January 28, 2013
Baucus Touts Victory as Japan Eases Beef Import Restrictions
Sen. Max Baucus claimed victory Monday after the Obama administration sealed an agreement that will expand U.S. beef exports to Japan nearly a decade after restrictions were first imposed because of the specter of mad cow disease.
Under new trade terms announced by the administration, Japan now will permit the import of U.S. beef from cattle younger than 30 months. Since 2006, beef from cows at a maximum of 20 months of age could be imported.
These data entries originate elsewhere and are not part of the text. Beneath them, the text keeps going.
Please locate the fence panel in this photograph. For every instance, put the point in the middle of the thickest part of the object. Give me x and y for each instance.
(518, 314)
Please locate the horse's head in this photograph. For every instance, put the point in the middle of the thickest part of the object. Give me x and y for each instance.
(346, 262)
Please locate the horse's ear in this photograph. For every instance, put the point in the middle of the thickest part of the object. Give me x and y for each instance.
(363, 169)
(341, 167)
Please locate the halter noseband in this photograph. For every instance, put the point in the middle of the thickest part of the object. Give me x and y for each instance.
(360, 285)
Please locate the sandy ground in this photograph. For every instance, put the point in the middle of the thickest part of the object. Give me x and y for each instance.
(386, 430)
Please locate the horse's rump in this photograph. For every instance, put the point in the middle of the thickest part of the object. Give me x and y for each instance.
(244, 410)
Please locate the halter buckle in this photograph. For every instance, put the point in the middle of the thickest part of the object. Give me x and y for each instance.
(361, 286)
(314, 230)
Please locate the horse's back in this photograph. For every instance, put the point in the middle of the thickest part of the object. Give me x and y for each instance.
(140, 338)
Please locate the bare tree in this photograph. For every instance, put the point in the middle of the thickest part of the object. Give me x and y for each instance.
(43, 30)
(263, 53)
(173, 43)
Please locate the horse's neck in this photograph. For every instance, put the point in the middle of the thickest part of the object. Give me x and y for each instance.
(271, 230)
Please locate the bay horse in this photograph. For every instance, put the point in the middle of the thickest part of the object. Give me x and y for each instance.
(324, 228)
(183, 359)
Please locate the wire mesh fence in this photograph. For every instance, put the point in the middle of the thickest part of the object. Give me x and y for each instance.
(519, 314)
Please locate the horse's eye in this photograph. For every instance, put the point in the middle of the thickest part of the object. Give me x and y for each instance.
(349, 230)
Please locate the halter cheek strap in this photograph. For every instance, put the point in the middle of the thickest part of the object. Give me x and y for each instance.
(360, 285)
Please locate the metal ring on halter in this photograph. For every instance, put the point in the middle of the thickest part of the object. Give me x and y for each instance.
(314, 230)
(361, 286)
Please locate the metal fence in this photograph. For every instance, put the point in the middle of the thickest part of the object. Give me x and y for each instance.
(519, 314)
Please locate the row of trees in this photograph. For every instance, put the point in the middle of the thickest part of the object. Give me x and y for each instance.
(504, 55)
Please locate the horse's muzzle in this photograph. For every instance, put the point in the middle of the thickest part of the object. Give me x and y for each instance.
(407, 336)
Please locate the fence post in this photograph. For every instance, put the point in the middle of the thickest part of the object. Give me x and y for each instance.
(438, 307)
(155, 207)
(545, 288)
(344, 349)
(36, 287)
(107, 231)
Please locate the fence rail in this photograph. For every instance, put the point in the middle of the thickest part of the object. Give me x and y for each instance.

Japan banned U.S. beef altogether in 2003 after bovine spongiform encephalopathy was found in a cow in the United States.
“This is a win for ranchers in Montana and across the country and will mean more exports and more jobs here in the U.S.,” the Montana Democrat said. “Japan is a huge market for our beef exports, and I’m thrilled it’s finally taken a big step toward accepting sound science and welcoming more of our exports.”
Baucus has long sought to open markets to Montana beef, and as Senate Finance Committee chairman he has used his position to push Japan to re-evaluate its limits. Baucus visited Japan in August and encouraged Japan’s prime minister to relax the country’s beef restrictions.
Baucus is up for re-election in 2014, and though he’s won convincingly in recent elections, he also represents a state that President Barack Obama lost by 13 points in 2012 and the trade opening gives him an accomplishment to trumpet to the state. A statement from his office was headlined, “Baucus Secures Victory for America’s Ranchers as Japan Accepts More U.S. Beef Exports.”
Obama officials also praised Japan’s decision, which they say will result in a hundreds of millions of dollars in new beef exports in the coming years.
“This represents a significant and historic step in expanding U.S. beef trade with Japan and growing American exports and jobs here at home,” said U.S. Trade Representative Ron Kirk.
“Today’s announcement reflects another successful effort by the Obama administration that boosts the bottom line for America’s agriculture,” said Agriculture Secretary Tom Vilsack.